Bob Moon: Details of the new climate bill are emerging from Washington this week, and Congress is examining the implications of legislation designed to restrict carbon gas emissions. But we can’t fight the battle against global warming alone. How do we get other countries to do likewise? Commentator Will Wilkinson observes we may already be off to a bad start.


Will Wilkinson: Last week, Energy Secretary Steven Chu said the U.S. should be open to slapping tariffs on imports from countries that fail to implement their own carbon reduction policies. Meanwhile, China has threatened trade war if faced with carbon duties, which it says are illegal under World Trade Organization agreements.

Trade restrictions tend to leave all involved poor, making trade war a frightening prospect during an already immiserating recession. So how did we come to have the Energy Secretary provoking threats of mutually destructive trade sanctions?
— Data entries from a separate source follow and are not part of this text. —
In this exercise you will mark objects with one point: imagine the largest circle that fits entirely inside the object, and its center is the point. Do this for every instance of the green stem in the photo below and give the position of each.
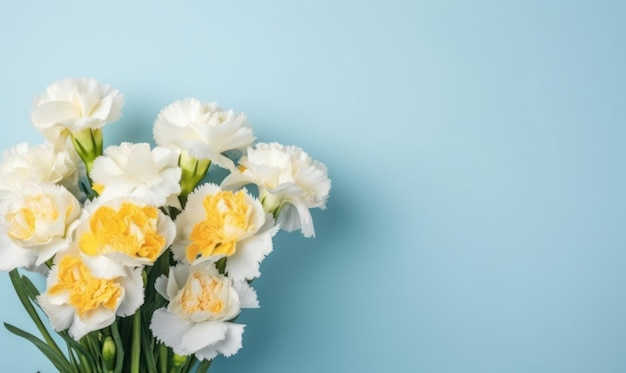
(204, 366)
(17, 280)
(136, 347)
(162, 358)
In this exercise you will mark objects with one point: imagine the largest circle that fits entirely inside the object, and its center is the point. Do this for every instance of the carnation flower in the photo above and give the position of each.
(71, 106)
(135, 170)
(290, 183)
(204, 131)
(220, 224)
(23, 166)
(77, 299)
(122, 232)
(201, 303)
(34, 227)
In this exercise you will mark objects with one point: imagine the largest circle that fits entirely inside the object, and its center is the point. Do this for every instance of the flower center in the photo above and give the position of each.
(227, 220)
(131, 230)
(86, 292)
(23, 222)
(202, 293)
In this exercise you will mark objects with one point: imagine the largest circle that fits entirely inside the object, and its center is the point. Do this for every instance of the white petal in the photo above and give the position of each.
(160, 285)
(245, 262)
(169, 329)
(13, 256)
(232, 343)
(207, 353)
(133, 292)
(203, 334)
(60, 316)
(79, 328)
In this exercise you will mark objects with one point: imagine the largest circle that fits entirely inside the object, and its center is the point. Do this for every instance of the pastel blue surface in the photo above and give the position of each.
(476, 220)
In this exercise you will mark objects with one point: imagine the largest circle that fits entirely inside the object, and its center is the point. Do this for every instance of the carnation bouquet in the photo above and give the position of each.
(148, 260)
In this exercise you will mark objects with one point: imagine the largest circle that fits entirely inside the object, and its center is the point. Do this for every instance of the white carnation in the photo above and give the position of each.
(71, 105)
(205, 131)
(290, 183)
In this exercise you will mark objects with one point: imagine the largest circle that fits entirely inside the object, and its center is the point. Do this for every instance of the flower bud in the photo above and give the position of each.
(109, 351)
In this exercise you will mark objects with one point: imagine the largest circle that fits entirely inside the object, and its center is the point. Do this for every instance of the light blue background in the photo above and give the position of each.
(476, 220)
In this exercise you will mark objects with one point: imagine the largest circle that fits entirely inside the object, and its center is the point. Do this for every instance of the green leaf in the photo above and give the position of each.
(81, 351)
(204, 366)
(58, 360)
(119, 359)
(20, 284)
(147, 342)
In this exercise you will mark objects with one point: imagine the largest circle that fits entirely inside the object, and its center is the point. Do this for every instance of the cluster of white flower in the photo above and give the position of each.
(97, 220)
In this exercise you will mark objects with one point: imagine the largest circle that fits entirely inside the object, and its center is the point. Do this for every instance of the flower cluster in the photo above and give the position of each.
(140, 230)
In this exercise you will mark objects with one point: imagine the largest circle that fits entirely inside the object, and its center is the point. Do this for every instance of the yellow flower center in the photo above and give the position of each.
(202, 293)
(131, 230)
(227, 220)
(86, 292)
(22, 223)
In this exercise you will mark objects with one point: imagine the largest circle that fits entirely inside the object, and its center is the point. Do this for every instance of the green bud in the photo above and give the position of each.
(88, 145)
(194, 171)
(108, 353)
(178, 361)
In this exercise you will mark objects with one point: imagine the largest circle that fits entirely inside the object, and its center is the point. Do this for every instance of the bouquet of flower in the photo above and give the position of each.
(147, 261)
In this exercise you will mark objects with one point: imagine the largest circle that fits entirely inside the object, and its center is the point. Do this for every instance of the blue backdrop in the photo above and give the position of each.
(476, 220)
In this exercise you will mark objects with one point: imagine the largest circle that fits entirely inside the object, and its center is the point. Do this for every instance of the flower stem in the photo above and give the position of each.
(162, 358)
(136, 347)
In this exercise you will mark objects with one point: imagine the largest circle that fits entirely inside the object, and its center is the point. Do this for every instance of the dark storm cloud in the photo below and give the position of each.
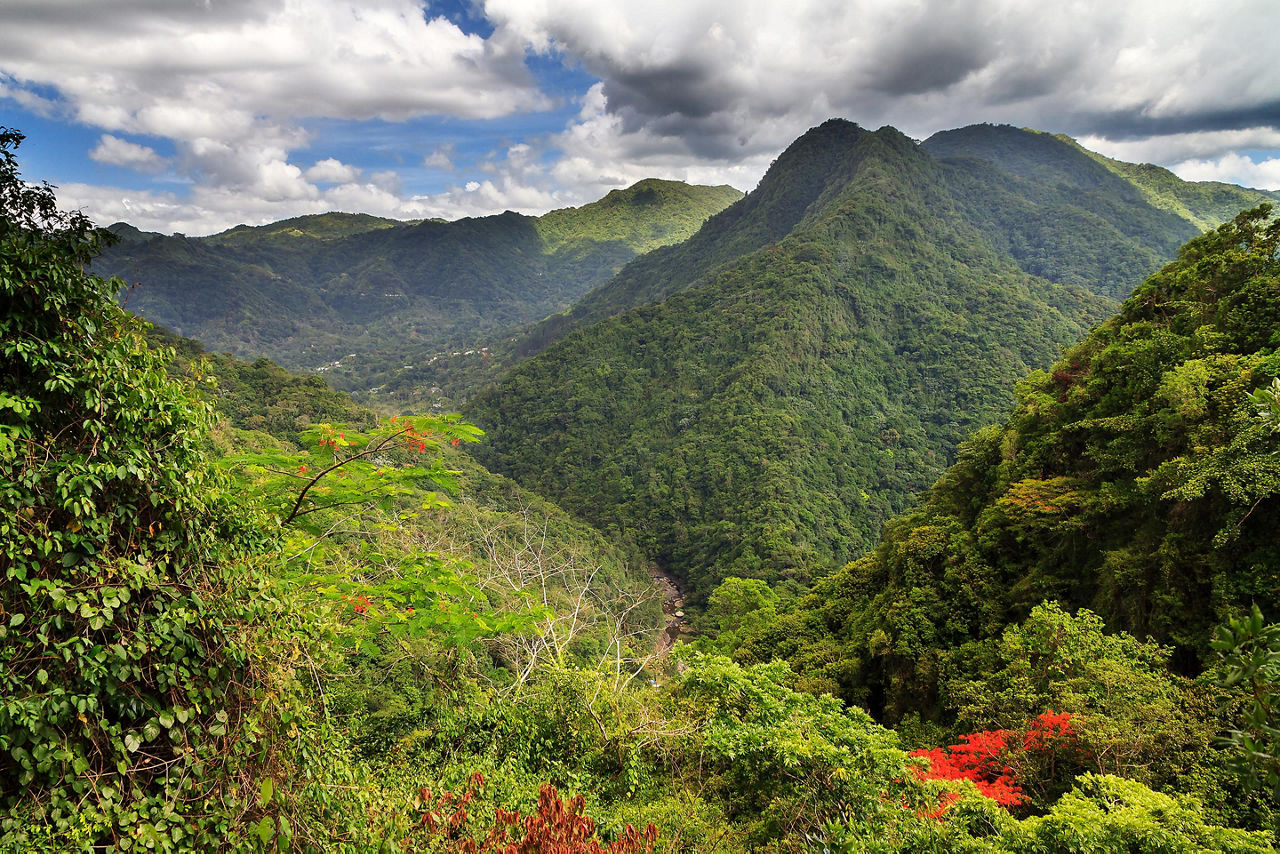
(1134, 124)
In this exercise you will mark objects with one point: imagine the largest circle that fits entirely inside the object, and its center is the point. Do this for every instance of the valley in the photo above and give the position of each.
(920, 498)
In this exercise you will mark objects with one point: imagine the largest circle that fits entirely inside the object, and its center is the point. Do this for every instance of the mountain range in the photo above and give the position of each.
(760, 398)
(353, 293)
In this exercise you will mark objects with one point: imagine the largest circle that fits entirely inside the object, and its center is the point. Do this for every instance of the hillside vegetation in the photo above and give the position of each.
(821, 347)
(1134, 478)
(275, 630)
(368, 292)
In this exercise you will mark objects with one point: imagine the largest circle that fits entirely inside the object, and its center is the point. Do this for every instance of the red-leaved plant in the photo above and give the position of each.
(987, 758)
(557, 827)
Here’s how. Either all the big, carbon-intensive economies reduce their emissions, or there’s little chance of reducing warming. If the climate modelers are right, we’ll all be better off if everyone pitches in. But each has an incentive to hold out, since countries that don’t pitch in will enjoy lower energy costs and a competitive advantage in international markets.

Chu rightly points out that Obama’s proposed cap and-trade scheme will put American manufacturers at a relative disadvantage. So how do we avoid this, and make sure countries like China don’t get a leg up?
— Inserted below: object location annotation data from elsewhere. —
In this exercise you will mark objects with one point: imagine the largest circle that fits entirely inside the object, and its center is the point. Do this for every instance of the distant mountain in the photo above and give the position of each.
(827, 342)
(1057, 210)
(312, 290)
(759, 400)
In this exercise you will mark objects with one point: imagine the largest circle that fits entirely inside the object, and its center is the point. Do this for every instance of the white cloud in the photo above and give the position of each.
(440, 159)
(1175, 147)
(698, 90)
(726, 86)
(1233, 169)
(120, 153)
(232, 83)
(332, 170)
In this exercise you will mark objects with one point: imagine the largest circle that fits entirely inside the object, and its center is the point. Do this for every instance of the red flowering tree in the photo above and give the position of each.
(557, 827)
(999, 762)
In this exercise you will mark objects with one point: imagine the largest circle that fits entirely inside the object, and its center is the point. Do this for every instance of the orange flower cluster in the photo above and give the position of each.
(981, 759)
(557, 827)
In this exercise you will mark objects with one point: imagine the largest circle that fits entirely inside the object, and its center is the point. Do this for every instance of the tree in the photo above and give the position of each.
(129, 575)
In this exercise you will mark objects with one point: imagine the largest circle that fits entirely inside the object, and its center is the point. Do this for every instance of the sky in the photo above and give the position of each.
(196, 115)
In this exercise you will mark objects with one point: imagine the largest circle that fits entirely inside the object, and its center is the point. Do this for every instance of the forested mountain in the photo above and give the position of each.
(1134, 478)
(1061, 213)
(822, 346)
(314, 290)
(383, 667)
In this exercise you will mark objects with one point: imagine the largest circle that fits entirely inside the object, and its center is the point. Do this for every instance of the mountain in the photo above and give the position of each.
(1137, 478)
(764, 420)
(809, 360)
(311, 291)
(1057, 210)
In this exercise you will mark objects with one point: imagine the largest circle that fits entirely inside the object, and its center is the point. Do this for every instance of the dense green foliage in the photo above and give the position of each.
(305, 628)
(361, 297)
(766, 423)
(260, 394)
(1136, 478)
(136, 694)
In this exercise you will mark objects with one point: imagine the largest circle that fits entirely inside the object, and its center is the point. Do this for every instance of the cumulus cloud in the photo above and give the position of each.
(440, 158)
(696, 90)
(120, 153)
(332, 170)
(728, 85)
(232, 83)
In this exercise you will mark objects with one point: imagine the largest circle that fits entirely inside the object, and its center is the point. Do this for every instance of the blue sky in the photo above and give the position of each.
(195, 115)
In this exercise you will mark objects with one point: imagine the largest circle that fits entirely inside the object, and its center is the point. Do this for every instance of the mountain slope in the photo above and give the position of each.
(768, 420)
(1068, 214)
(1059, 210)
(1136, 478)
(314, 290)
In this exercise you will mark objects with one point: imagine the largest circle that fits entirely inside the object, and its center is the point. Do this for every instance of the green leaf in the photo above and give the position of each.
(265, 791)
In short, we can’t. There is no mechanism, no global government, to compel compliance. And it is dangerously naive to think that China, who is the world’s largest owner of dollar-denominated assets, is in a weaker bargaining position than the U.S. We poke the dragon at our peril.

Cap-and-trade is sure to raise costs for struggling American consumers. But it won’t much reduce warming unless countries like China and India fall in line. Yet neither the U.S. nor Europe can just force this to happen. If we try by imposing carbon duties, we’ll hurt consumers even more by raising the cost of imports, and possibly start a trade war no one will win.

Chu’s remarks highlight the fact that cap-and-trade is a costly, risky gambit. But now’s not the time. Suffering workers and consumers can’t afford to lose again.

Moon: Will Wilkinson is a fellow at the Cato Institute.